Thursday, December 31, 2009

Sarah Koller-
If I had one grain of pixiedust for every time I knew you loved me, and another grain for every time I didn't know but you still loved me, I'd be visiting Neverland for the 4 billionth time.
-Katie Adametz

...

So

I don't know who I am.

That's a bit drastic, maybe, but really, I don't. I have some ideas and definately some people I want to be, but that's not always the way of things. I'd like to be certain, please, if that's possible. I know all the movie morals and the sayings about life being a journey, but really, please. Just answer my question. Who is Katie?

I don't really know who I expect to answer. That's probably something I have to do myself. I'd like to stomp my foot and whine that "It's TOO HARD" right about now, but I won't.

I think what I really want to know is: What is my purpose? Why am I even here? I feel like all I do is schoolwork and hangout with my friends. Yet again, maybe that's a wonderful purpose. Learning and fellowship. But I can't help but feel like there's supposed to be more.

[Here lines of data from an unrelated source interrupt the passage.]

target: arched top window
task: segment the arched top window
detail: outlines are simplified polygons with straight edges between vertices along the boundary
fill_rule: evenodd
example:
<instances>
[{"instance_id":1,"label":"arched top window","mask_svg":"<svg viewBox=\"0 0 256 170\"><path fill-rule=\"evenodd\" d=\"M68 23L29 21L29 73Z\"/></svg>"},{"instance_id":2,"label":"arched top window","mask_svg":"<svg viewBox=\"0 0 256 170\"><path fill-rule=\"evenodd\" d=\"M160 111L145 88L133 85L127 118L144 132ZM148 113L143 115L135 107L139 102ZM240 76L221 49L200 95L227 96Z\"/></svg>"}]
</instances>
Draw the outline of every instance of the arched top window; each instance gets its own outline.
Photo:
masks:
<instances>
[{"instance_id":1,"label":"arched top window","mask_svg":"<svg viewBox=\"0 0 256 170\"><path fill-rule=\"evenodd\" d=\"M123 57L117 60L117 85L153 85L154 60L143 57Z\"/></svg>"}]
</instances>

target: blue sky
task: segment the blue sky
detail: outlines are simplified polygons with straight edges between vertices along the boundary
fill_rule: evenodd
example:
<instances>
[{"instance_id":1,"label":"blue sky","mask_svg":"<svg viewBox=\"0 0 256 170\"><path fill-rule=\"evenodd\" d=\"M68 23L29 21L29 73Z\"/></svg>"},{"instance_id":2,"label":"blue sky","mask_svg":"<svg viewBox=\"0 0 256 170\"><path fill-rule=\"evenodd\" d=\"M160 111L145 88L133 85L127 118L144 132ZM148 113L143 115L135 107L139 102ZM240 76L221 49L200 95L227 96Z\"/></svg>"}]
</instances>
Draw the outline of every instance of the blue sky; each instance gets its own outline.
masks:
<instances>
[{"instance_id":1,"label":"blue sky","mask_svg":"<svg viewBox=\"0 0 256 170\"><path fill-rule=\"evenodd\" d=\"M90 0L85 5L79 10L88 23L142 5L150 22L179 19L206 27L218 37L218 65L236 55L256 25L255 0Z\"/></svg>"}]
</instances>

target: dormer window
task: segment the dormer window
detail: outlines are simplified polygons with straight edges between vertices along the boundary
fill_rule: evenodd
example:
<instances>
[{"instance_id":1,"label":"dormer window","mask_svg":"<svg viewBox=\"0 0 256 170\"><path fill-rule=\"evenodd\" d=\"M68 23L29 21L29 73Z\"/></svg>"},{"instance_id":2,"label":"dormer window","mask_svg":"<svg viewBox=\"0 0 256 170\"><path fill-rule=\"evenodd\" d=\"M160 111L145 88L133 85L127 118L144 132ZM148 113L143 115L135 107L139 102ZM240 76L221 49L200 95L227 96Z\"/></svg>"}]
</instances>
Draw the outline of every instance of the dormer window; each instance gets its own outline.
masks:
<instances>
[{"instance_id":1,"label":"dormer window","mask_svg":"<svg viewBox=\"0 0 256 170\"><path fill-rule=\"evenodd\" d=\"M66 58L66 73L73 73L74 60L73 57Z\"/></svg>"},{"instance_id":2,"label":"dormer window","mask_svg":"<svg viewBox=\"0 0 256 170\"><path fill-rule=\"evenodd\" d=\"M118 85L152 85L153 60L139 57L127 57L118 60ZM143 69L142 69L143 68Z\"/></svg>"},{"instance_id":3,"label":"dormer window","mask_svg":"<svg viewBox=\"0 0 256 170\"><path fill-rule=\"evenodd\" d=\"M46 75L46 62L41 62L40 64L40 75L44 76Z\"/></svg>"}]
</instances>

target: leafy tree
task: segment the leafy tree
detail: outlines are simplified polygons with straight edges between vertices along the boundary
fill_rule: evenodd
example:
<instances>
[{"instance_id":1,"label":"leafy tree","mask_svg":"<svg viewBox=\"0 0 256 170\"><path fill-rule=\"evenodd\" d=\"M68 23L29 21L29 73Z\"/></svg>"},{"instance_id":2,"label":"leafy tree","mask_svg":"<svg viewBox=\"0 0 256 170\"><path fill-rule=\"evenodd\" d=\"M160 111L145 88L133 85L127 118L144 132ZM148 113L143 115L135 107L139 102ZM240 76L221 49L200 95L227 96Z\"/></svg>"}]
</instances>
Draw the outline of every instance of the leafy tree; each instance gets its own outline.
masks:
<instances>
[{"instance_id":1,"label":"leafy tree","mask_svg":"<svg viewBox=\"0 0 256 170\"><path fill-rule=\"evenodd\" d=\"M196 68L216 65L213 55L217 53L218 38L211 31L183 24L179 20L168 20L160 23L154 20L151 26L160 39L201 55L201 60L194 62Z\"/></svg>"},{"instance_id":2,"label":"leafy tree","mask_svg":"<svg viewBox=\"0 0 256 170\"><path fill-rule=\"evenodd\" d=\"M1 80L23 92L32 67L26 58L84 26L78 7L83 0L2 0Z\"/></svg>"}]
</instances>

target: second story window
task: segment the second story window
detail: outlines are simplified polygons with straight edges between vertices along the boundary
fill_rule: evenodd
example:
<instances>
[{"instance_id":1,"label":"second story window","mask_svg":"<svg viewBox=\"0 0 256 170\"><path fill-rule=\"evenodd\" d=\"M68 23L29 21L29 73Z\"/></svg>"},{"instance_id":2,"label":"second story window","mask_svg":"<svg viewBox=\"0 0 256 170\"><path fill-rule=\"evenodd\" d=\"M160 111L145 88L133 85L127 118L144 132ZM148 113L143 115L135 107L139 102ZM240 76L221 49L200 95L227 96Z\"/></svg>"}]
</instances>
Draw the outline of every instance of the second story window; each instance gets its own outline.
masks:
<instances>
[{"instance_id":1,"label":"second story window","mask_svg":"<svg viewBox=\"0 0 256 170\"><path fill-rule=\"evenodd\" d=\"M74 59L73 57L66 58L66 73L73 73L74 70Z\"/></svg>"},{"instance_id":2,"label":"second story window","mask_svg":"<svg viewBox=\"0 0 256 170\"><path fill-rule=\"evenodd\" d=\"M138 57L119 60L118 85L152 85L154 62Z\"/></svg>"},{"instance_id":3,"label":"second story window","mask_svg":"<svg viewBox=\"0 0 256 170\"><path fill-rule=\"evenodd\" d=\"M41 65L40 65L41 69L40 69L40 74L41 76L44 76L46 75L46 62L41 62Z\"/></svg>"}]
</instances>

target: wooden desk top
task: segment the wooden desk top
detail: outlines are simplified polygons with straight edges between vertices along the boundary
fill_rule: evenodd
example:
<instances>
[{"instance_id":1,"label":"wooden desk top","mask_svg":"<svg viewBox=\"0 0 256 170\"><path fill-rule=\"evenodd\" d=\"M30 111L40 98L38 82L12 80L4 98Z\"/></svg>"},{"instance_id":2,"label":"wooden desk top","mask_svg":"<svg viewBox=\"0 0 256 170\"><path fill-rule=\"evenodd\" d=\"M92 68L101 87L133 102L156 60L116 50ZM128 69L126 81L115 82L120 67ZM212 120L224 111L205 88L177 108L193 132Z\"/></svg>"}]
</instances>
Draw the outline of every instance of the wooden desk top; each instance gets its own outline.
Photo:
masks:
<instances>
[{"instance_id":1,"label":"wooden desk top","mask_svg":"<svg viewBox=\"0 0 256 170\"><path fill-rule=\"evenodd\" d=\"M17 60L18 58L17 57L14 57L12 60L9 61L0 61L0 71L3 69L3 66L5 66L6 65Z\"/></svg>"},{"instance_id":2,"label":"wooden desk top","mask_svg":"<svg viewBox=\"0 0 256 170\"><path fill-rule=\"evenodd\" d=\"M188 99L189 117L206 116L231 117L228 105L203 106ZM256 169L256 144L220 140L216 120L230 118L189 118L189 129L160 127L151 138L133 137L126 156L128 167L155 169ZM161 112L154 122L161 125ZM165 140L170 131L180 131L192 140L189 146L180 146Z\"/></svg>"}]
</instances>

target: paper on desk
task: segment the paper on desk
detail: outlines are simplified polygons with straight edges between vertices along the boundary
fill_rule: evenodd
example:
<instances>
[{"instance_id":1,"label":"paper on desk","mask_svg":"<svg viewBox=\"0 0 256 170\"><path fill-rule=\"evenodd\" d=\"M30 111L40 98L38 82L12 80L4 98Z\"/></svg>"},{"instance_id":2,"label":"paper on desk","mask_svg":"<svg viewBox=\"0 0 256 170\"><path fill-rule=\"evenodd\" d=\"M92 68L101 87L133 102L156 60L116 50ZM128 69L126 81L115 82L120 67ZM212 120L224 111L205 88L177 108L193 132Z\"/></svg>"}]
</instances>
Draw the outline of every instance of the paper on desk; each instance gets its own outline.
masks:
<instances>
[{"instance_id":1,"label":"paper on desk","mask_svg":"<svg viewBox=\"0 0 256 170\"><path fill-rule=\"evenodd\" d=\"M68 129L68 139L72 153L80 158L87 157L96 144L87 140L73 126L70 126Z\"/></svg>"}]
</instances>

So I'll start by identifying the known.

...

I played with Barbies as a child and I think they are wonderful toys. Barbie can be anything she wants and likes to stay in shape.

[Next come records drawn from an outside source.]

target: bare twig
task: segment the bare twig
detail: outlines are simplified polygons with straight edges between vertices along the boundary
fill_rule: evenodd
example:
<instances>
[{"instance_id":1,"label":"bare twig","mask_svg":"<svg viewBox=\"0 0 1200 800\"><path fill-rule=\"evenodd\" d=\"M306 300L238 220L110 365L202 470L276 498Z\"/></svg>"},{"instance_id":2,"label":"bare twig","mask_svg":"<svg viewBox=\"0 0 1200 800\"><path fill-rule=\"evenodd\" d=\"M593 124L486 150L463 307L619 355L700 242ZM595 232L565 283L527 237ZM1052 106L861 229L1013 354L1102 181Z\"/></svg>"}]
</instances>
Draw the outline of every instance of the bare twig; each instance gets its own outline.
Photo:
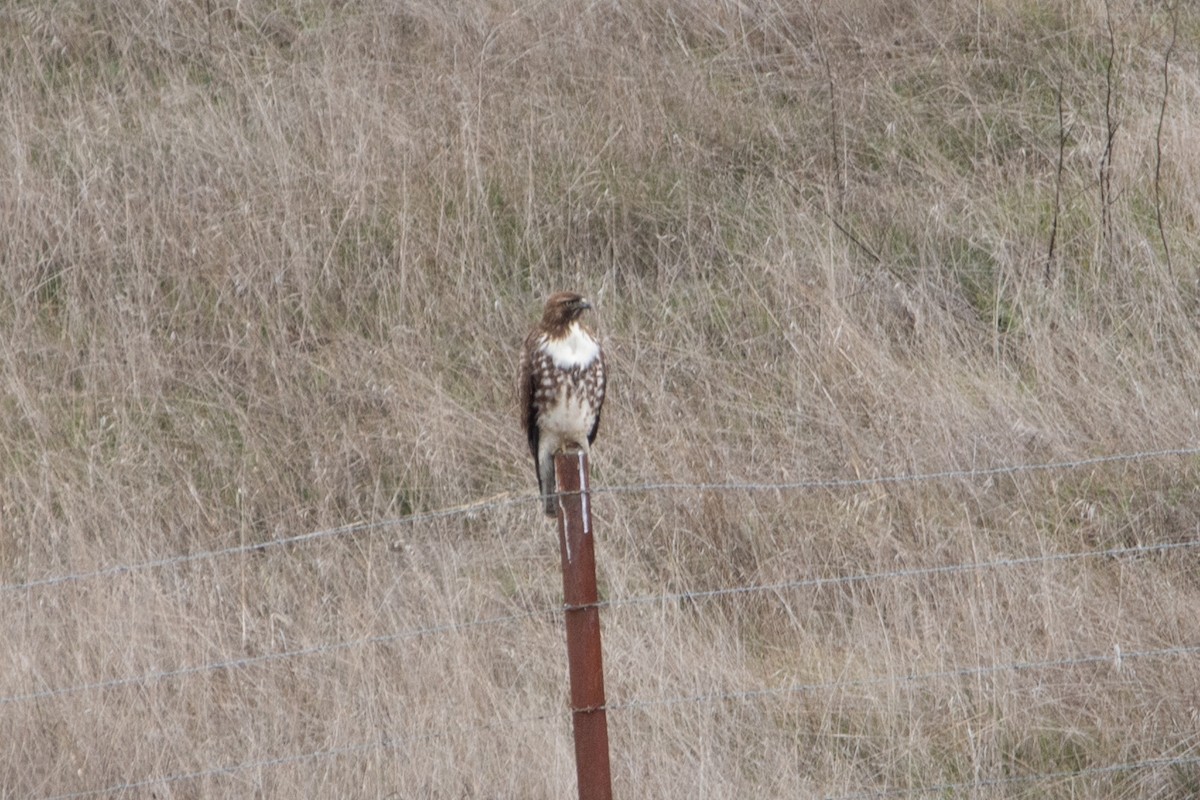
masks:
<instances>
[{"instance_id":1,"label":"bare twig","mask_svg":"<svg viewBox=\"0 0 1200 800\"><path fill-rule=\"evenodd\" d=\"M1163 118L1166 116L1166 98L1171 94L1171 54L1175 52L1175 42L1180 32L1180 18L1176 13L1178 4L1166 6L1166 13L1171 19L1171 41L1163 54L1163 102L1158 107L1158 128L1154 131L1154 221L1158 223L1158 237L1163 242L1163 255L1166 259L1166 273L1175 277L1175 269L1171 265L1171 246L1166 241L1166 228L1163 224Z\"/></svg>"},{"instance_id":2,"label":"bare twig","mask_svg":"<svg viewBox=\"0 0 1200 800\"><path fill-rule=\"evenodd\" d=\"M1058 210L1062 206L1062 169L1067 150L1067 125L1062 109L1062 78L1058 78L1058 164L1054 179L1054 217L1050 221L1050 247L1046 249L1045 283L1050 285L1050 267L1054 265L1055 245L1058 241Z\"/></svg>"},{"instance_id":3,"label":"bare twig","mask_svg":"<svg viewBox=\"0 0 1200 800\"><path fill-rule=\"evenodd\" d=\"M1103 221L1104 248L1108 261L1112 264L1112 149L1116 144L1117 128L1121 126L1116 119L1116 60L1117 40L1112 28L1112 6L1110 0L1104 0L1105 24L1109 34L1109 58L1104 68L1104 155L1100 156L1100 217Z\"/></svg>"}]
</instances>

I like unicorns and mermaids and fairies. I like the idea of holding on to something that's delightfully improbable, but wonderfully fascinating.

I love love love love love to read.

I like people, in general. I'm not the most sensitive person and therefore can not be friends with absolutely everyone, but I enjoy being with others.

I'd rather play kickball, dodgeball, or freeball than play board games. I prefer physical games to intellectual ones for the most part.

I've called several people my best friends over time, but really, there's only been one earthly forever friend, and she is Dakota Moore.

I have a boyfriend. I worked very hard to have a boyfriend and he's extremely important to me.

My first favorite food is ice cream and my second favorite is cheesesteak.

I'm a follower of Christ. A poor one, but none the less, I try.

I'm pretty vain. I look in mirrors a lot. At this point, I think it's more of a habitual instinct than actually wondering what I look like.

I like learning about literature and grammar.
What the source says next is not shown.